De ahora en más, y exacerbando los mecanismos desplegados
desde la caída de las Torres Gemelas, nada ni nadie quedará
exento del “Gran Ojo” ni podrá sustraerse a la terrible
paranoia que atraviesa de lado a lado el discurso oficial. Sencillamente
nos preparamos para entrar en una época dominada por el
miedo irracional, por el golpe inesperado, por el grito brutal
que simplemente anuncia la destrucción. Y lo que todos
saben o intuyen es que, más allá de la vigilancia,
entre los intersticios de megalópolis desbordadas, seguirán
colándose aquellos que están dispuestos a ofrendar
sus pobres vidas en nombre de esos “15 milisegundos de fama”.
El
miedo, como decía sabia y anticipatoriamente Spinoza en
los umbrales de la modernidad, constituye una pasión negativa
que restringe la libertad de los individuos forzándolos
al sometimiento, haciendo que la lógica del poder sea vista
como la del gran padre protector. Y algo de eso sucedió
cuando ante el crimen terrible del joven brasileño a manos
de la policía, casi el 85% de la población no sólo
que justificó el homicidio si no que destacó la
necesidad de tirar a matar ante la supuesta amenaza de encontrarse
frente a un terrorista. Literalmente cada uno de aquellos que,
llevados por el miedo, le otorgan poderes absolutos al aparato
de seguridad, se convierten, aunque no lo sepan, en posibles candidatos
a ser fusilados por “error”, sin que aquellos que utilizan el
gatillo fácil puedan ser responsabilizados de ningún
crimen. Como escribía el filósofo italiano Giorgio
Agamben, el poder soberano es aquella máquina que puede
al mismo tiempo cuidar la vida y dar la muerte, volviendo a sus
súbditos homo sacer, es decir, individuos cuya posible
muerte está en las estrategias de la violencia estatal.
Por
qué no finalizar con otro texto escrito por Ballard en Milenio Negro: “Nadie estaba a salvo del psicópata
sin causa que rondaba los estacionamientos y las cintas de equipajes
de nuestra vida diaria.
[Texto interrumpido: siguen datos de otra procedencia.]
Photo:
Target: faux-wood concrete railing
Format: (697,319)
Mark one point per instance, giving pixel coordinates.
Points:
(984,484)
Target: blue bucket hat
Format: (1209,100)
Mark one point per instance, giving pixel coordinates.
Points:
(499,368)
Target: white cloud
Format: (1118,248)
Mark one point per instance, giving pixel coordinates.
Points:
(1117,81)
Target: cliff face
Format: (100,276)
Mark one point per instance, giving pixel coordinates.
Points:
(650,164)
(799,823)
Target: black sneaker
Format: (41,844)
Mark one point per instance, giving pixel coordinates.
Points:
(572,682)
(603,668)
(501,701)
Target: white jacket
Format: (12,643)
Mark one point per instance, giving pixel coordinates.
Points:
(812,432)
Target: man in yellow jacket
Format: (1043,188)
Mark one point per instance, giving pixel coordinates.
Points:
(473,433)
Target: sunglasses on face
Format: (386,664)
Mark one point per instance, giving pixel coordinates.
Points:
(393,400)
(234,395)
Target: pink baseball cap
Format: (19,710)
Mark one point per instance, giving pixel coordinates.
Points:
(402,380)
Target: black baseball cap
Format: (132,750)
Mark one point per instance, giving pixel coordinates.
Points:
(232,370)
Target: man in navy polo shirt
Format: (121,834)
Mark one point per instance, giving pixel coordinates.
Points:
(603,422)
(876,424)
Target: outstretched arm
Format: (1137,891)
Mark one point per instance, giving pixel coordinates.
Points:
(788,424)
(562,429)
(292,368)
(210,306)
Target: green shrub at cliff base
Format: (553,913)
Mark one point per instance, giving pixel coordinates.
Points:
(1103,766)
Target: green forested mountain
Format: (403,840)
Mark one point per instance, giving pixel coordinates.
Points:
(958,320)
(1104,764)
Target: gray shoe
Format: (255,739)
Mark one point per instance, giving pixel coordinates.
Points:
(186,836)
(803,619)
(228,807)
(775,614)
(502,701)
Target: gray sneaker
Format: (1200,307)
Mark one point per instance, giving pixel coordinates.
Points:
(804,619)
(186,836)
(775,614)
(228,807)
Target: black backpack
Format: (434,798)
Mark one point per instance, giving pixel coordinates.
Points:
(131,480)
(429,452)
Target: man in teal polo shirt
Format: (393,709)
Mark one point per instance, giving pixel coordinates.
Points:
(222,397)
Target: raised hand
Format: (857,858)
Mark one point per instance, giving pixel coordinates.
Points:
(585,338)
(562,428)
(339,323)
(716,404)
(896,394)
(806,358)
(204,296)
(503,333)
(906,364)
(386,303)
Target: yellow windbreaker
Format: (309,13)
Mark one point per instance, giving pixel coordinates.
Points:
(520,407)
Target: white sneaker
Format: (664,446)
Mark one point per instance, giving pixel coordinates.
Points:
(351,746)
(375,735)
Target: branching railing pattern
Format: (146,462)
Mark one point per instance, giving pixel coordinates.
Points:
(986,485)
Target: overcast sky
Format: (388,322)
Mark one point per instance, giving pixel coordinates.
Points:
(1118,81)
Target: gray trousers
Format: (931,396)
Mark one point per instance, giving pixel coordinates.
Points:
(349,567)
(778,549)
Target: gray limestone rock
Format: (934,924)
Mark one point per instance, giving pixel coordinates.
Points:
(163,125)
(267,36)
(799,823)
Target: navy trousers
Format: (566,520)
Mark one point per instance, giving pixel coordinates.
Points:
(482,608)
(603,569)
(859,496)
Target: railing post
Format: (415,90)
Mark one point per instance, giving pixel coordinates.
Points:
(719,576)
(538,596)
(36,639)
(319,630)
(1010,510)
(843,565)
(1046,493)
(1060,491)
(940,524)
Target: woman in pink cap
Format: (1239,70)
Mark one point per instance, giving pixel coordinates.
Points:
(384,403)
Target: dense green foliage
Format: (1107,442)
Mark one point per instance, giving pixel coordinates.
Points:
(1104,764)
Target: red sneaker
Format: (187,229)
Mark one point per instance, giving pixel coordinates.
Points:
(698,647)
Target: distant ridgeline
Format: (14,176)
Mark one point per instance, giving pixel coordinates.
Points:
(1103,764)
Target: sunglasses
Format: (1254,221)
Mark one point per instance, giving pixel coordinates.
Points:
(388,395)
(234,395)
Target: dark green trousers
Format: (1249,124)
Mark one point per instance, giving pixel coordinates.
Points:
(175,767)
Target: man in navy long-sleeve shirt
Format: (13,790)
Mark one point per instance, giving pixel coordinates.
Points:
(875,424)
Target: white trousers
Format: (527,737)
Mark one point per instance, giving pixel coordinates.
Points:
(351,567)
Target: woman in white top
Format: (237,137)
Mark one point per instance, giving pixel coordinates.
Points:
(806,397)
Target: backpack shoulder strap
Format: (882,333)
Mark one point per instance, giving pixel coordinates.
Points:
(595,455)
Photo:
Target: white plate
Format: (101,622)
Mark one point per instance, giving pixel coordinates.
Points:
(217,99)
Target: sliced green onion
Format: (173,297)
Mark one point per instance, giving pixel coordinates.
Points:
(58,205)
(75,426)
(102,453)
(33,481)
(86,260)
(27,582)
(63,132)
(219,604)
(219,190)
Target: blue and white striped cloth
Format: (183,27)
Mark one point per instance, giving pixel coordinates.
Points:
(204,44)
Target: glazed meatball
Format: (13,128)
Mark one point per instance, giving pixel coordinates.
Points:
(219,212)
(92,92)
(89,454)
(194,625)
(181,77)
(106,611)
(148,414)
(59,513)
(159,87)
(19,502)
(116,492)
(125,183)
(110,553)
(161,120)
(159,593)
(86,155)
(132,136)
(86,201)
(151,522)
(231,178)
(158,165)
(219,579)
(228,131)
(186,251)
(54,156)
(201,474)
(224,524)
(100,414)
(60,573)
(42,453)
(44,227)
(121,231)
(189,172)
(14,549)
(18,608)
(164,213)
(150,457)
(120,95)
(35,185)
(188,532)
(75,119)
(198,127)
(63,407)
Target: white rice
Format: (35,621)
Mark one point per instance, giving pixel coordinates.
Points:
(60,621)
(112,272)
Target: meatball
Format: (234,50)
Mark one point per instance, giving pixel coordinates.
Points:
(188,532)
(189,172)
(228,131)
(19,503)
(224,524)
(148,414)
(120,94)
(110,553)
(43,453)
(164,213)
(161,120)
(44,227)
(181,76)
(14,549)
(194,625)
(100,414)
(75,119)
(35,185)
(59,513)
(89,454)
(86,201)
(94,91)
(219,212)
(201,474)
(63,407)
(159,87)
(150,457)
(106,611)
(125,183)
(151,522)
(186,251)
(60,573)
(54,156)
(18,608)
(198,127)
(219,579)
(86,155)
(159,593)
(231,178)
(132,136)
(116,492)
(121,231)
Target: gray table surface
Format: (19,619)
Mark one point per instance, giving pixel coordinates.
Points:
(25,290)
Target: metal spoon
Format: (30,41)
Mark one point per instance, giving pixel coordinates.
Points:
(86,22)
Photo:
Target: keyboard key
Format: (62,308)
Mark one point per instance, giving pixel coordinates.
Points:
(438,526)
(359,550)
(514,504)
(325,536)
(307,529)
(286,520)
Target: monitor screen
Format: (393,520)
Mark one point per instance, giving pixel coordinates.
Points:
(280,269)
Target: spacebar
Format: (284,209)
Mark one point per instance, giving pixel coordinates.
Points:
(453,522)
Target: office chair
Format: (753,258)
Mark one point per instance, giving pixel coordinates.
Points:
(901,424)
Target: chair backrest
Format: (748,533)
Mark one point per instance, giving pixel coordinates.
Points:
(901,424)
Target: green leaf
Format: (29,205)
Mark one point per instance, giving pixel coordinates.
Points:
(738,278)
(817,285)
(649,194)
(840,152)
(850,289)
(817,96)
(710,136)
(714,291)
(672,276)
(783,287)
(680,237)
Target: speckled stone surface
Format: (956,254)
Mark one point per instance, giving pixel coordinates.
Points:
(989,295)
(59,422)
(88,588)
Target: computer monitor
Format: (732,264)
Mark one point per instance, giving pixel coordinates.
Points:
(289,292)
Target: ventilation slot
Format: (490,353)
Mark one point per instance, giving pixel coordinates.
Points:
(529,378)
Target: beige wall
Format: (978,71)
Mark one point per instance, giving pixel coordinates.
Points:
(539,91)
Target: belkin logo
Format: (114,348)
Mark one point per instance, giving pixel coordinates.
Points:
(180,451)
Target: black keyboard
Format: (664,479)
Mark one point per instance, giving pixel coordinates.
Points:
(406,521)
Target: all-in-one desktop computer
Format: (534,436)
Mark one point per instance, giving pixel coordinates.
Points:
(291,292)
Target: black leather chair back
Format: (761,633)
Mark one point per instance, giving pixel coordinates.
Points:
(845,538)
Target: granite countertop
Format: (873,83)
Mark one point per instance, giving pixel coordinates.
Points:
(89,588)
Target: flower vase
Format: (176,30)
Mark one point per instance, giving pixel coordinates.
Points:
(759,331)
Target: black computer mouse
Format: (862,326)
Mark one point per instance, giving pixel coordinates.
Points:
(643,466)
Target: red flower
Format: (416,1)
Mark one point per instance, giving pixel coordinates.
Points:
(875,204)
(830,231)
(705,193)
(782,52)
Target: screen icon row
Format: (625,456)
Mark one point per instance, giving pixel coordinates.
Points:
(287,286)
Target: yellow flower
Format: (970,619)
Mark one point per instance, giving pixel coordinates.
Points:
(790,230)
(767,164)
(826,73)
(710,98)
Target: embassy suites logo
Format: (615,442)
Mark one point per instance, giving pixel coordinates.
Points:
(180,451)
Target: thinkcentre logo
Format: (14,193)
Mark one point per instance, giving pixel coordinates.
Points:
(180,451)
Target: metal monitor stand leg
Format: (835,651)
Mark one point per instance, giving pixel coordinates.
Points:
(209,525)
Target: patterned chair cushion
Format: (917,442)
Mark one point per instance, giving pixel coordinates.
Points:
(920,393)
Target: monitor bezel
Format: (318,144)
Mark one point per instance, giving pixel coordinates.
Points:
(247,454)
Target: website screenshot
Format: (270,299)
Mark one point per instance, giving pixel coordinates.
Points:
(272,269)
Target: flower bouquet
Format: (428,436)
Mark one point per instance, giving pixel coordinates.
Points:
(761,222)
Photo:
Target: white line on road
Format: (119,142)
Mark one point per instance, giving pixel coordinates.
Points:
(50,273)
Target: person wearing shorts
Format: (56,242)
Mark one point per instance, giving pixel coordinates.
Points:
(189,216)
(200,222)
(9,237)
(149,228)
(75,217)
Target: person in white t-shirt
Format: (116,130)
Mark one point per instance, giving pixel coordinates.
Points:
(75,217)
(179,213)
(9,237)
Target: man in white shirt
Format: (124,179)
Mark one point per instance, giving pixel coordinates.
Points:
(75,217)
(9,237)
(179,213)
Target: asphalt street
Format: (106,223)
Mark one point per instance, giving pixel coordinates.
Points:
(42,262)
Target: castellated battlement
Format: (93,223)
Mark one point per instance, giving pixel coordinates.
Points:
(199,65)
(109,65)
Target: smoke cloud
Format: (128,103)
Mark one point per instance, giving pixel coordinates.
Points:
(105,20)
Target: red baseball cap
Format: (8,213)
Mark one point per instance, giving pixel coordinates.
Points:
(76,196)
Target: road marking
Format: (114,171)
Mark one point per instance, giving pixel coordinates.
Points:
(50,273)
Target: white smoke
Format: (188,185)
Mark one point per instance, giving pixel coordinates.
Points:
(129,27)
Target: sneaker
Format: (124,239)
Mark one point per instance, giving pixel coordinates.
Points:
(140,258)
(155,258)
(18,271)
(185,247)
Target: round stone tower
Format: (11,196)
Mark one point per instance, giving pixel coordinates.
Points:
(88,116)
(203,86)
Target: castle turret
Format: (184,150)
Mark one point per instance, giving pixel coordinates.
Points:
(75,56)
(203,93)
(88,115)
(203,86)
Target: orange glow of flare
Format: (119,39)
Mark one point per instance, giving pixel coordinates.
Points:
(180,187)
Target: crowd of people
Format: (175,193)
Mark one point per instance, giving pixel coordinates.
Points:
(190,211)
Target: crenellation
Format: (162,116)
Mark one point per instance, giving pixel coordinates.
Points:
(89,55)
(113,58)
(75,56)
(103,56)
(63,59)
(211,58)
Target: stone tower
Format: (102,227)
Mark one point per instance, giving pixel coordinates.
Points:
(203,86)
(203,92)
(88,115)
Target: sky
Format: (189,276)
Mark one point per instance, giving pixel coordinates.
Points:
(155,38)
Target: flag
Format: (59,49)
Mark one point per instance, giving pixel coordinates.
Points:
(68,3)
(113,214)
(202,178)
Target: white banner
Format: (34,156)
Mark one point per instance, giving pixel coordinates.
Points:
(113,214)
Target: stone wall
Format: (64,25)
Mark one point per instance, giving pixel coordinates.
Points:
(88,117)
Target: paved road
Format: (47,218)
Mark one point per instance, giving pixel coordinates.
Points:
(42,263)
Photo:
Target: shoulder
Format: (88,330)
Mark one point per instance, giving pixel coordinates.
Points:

Un aburrimiento feroz dominaba el mundo,
por primera vez en la historia de la humanidad, interrumpidos
por actos de violencia sin sentido. El avión volaba sobre
Twickenham con el tren de aterrizaje bajo, seguro de que lo esperaba
tierra firme en Heathrow. Imaginé que una bomba estallaba
en el compartimiento de carga, esparciendo las chamuscadas conferencias
acerca de la psicología del nuevo siglo sobre los tejados
del oeste de Londres. Los fragmentos cubrirían como lluvia
inocentes videoclubes y tiendas de comida china para llevar, antes
de ser leídos por amas de casa aturdidas, la flor marchita
de la era de la desinformación.” Y, mientras tanto, la
realidad, una vez más, supera a la ficción.